The relationship among compounds 5a and 7–10 was established by independent NMR experiments. When H2 was admitted to an NMR tube containing a toluene-d8 solution of compound 5a, 31P{1H} and 1H NMR spectra at −45 °C showed that compound 7 is the major species in solution along with compound 8. 31P NMR spectra with selective decoupling of the aliphatic 1H region gave a broad triplet at δ 53.56, which confirms that two high-field H atoms are chemically equivalent on the NMR time scale in compound 7. When the NMR tube was removed from the spectrometer and shaken to dissolve H2 in the headspace, compound 8 became the dominant species in solution. When this process was repeated, compound 8 was converted to compound 9. Compounds 7–9 give single, distinct resonances for each species at −45 °C, indicating that exchange is still fast on the NMR time scale. Finally, equilibration of compounds 8 and 9 with compound 10 was demonstrated by removing the H2 from an NMR tube where catalytic borylation was complete, leaving compound 10 as the major species. Addition of HBpin to the solution regenerated compounds 8 and 9.

DISCUSSION

Compound 5a joins a handful of complexes that react directly with C–H bonds without requiring prior ligand dissociation24,25 and is a rare example of a square-pyramidal 16-electron d6 complex.26 In accord with the tenet that true reactive intermediates are rarely observed under catalytic conditions,27 compound 5a reacts with HBpin to form a more stable initial resting state in 18-electron borylene compound 6, and compound 5a is not detected as an intermediate during catalysis. If compound 6 were the only resting state during catalysis and compound 5a were the only C–H activating intermediate, C–H borylation would be inhibited by HBpin, since compound 5a is generated from compound 6 by its dissociation. This is not observed experimentally, as the H2 generated (observed in the 1H NMR spectra) during C–H borylation sequentially shifts the resting state to 18-electron compounds 7–9. Thus, these complexes are more stable than borylene compound 6.

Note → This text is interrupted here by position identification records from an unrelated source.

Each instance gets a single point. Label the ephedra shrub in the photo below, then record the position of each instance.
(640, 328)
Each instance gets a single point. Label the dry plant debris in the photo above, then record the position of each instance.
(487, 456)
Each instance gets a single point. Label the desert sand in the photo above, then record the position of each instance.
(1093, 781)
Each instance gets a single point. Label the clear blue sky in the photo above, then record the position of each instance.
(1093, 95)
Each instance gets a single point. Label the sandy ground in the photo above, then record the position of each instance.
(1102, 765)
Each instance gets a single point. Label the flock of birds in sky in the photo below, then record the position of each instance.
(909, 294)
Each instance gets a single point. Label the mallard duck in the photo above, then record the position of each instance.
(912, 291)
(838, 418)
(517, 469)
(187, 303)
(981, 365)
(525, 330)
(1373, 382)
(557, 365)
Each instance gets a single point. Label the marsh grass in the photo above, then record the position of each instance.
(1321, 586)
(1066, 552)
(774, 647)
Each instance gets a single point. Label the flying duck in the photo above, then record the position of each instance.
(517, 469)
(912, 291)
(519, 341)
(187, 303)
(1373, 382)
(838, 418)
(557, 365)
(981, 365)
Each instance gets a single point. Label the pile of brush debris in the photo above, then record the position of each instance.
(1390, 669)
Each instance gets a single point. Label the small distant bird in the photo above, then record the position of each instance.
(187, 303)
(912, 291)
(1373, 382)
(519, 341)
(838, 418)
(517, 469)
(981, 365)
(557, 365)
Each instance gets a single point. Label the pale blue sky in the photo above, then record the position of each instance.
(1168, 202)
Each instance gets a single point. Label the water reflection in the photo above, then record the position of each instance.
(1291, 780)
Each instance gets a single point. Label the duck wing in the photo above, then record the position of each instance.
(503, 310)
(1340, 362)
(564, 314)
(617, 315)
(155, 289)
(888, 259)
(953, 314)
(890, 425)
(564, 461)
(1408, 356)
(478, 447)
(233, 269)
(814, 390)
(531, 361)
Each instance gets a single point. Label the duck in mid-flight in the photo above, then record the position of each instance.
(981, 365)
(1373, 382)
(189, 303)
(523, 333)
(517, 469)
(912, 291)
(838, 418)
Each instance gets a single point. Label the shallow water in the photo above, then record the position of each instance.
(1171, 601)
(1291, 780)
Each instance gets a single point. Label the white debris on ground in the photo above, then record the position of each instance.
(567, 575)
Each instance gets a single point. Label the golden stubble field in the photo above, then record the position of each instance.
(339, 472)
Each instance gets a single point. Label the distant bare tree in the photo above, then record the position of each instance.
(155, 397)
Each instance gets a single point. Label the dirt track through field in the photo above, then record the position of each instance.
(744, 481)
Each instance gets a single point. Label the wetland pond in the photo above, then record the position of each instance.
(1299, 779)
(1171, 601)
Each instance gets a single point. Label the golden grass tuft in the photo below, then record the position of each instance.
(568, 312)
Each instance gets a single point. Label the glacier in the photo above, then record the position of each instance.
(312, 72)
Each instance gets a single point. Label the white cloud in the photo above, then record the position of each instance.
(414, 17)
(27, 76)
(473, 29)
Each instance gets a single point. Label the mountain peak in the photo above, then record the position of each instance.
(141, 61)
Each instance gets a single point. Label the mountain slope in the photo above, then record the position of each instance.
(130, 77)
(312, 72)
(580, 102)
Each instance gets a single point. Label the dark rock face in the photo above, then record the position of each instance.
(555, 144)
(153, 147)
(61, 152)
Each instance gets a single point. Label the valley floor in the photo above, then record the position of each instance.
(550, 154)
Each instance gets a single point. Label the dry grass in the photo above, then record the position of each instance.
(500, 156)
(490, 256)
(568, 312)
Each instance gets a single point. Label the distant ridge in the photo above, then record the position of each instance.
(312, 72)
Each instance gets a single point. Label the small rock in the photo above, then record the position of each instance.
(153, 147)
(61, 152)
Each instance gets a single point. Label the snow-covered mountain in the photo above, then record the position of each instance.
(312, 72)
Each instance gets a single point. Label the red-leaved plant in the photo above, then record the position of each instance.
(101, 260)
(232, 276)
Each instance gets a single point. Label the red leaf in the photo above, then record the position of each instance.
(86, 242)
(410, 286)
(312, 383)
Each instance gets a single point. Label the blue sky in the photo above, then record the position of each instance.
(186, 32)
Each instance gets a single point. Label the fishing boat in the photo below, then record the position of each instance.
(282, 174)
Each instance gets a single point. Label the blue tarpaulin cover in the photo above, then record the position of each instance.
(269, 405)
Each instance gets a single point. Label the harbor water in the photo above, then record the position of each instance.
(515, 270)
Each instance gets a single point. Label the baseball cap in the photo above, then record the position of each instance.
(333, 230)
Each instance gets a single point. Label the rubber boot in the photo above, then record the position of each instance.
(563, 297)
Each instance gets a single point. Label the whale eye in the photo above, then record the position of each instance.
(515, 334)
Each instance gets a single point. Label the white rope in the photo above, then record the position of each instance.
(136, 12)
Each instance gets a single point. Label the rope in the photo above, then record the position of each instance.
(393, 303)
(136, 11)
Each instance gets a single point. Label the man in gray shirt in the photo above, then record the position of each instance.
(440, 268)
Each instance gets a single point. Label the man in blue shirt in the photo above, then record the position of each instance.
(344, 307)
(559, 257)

1H NMR spectroscopy yields important information about the 18-electron catalytic resting states 7–9. Significantly, the inequivalent hydride/borane/boryl positions indicated in the solid-state structures of compounds 8 and 9 are exchanging rapidly on the NMR time in solution. In addition, a single methine resonance for the dippe isopropyl groups is observed, even though the crystal structures in Figures 2 and 4 feature chemically distinct methine environments. These exchanges are intramolecular, since coupling to 31P is maintained and exchange with free HBpin is not observed. The dynamic behavior suggests that minima in the potential energy surface are relatively shallow, which is supported by the fact that compound 8 crystallizes with structures where the orientations of the ligands differ significantly. Scheme 3 shows a pathway where equilibration of σ-HBpin and σ-H2 intermediates would exchange the hydride ligands in structure 8b. Similar mechanisms have been proposed to account for exchange in (κ3-C6H3-1,3-[OP(tBu)2]2)IrH22-HBpin).21,28 Calculations support σ-borane complexation in compounds 8 and 9, which would account for the broadening of high-field resonances in the 1H NMR spectra of these compounds.

Scheme 3.

Scheme 3

Putative Equilibria for Hydride Exchange in Compound 8

Compound 10 is related to other Ir phosphine complexes with bridging hydrides. The most relevant compound is [(dfepe)Ir(μ-H)(H)2]2 (11; dfepe = (C2F5)2PCH2CH2P-(C2F5)2).29 The [(diphsophine)Ir]2 frameworks of compounds 10 and 11 are very similar, although the latter compound is disordered in the solid state. As in compound 11, the Ir–P distance in 10 for the phosphorus trans to the terminal hydride (2.315(2) Å) is significantly longer than the distance for the phosphorus trans to the bridging hydride (2.223(1) Å). This is consistent with the strong trans influence for terminal hydrides.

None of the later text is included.